Martin Thompson discusses consensus in distributed systems, and how Aeron uses Raft for clustering in the upcoming release. Martin is a Java Champion with over 2 decades of experience building complex and high-performance computing systems. He is most recently known for his work on Aeron and Simple Binary Encoding (SBE). Previously at LMAX he was the co-founder and CTO when he created the Disruptor.
Key Takeaways
- Aeron is a messaging system designed for modern multi-core hardware. It is highly performant with a first class design goal of making it easy to monitor and understand at runtime. The product is able to simultaneously achieve the lowest latency and highest throughput of any messaging system available today.
- Aeron uses a binary format on the wire rather than a text based protocol. This is largely done for performance reasons. Text is commonly used in messaging to make debugging simpler but the debugging problem can be solved using tools like Wireshark and the dissectors that come with it.
- In a forthcoming release of Aeron will support clustering. Raft was chosen over PAXOS for this since it is more strict. This means that there are fewer potential states the system can be in making it easier to reason about.
- RAFT is an RPC-based protocol, expecting synchronous interactions. Aeron is asynchronous by its nature, but the underlying Aeron protocol was designed to support consensus, meaning that a lot of things which would typically need to be done synchronously can be done asynchronously and/or in parallel.

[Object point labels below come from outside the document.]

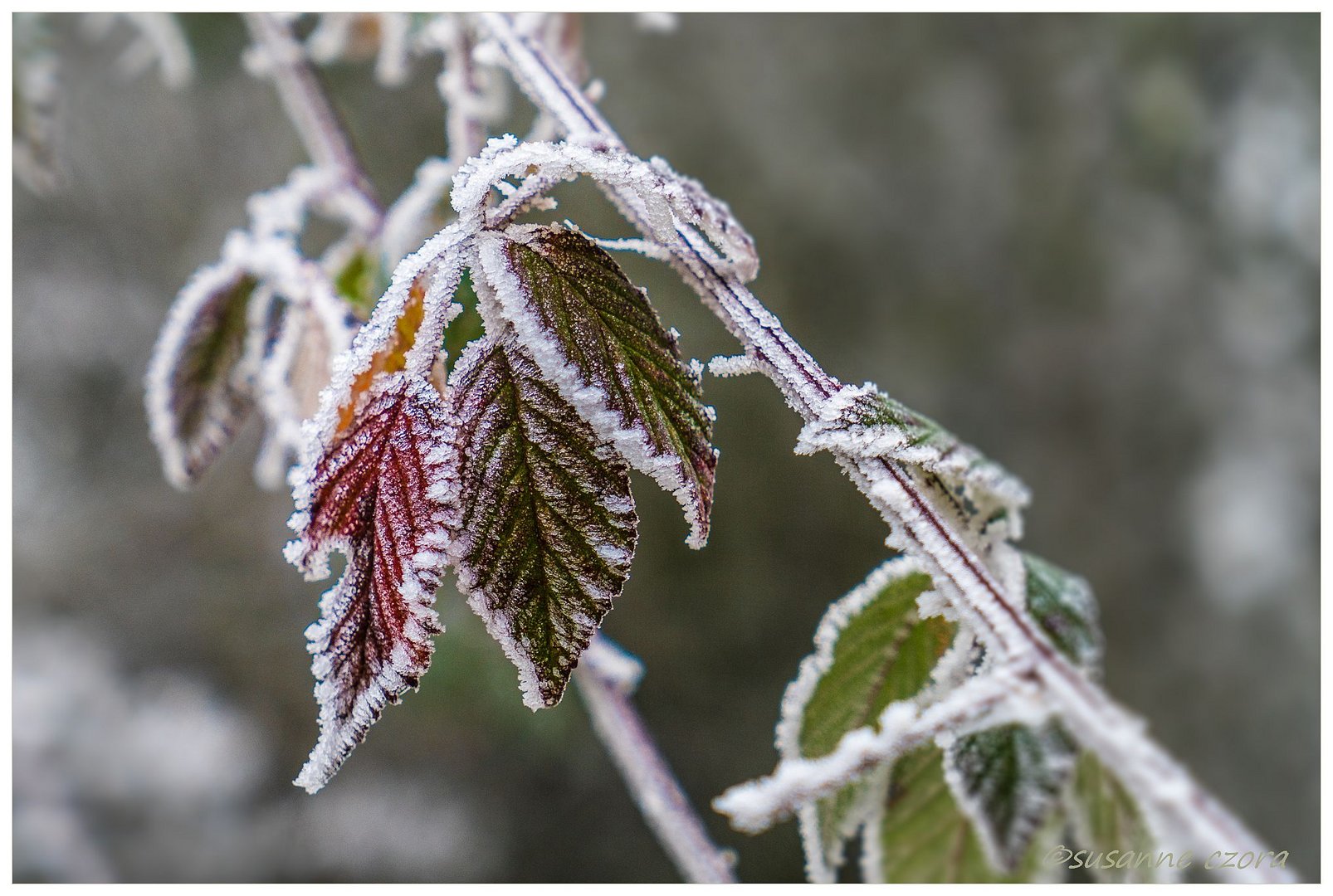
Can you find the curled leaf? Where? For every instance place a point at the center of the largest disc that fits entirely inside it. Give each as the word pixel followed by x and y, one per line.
pixel 1008 779
pixel 544 526
pixel 371 496
pixel 200 377
pixel 978 496
pixel 920 834
pixel 1065 608
pixel 872 648
pixel 595 336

- Static clusters will be added first to Aeron, with dynamic clustering after that, and then cryptography again with the intention of keeping the latency and throughput high.
Subscribe on:
What is Aeron, and why you created another messaging system?
- 1:30 Having worked on many mother messaging systems, getting involved with another one seems like a crazy idea.
- 1:35 It was born out of a client’s needs - we were discussing what the ideal messaging system would look like, given the world is quite different now.
- 1:50 We have much higher bandwidth and lower latency networking, multi-core systems - we have a very different layout from what we used to have before.
- 2:05 What can we learn from the modern hardware, and what can we do better to take advantage of that?
- 2:15 In the end, we decided we should do it very differently, and the client convinced me to do it.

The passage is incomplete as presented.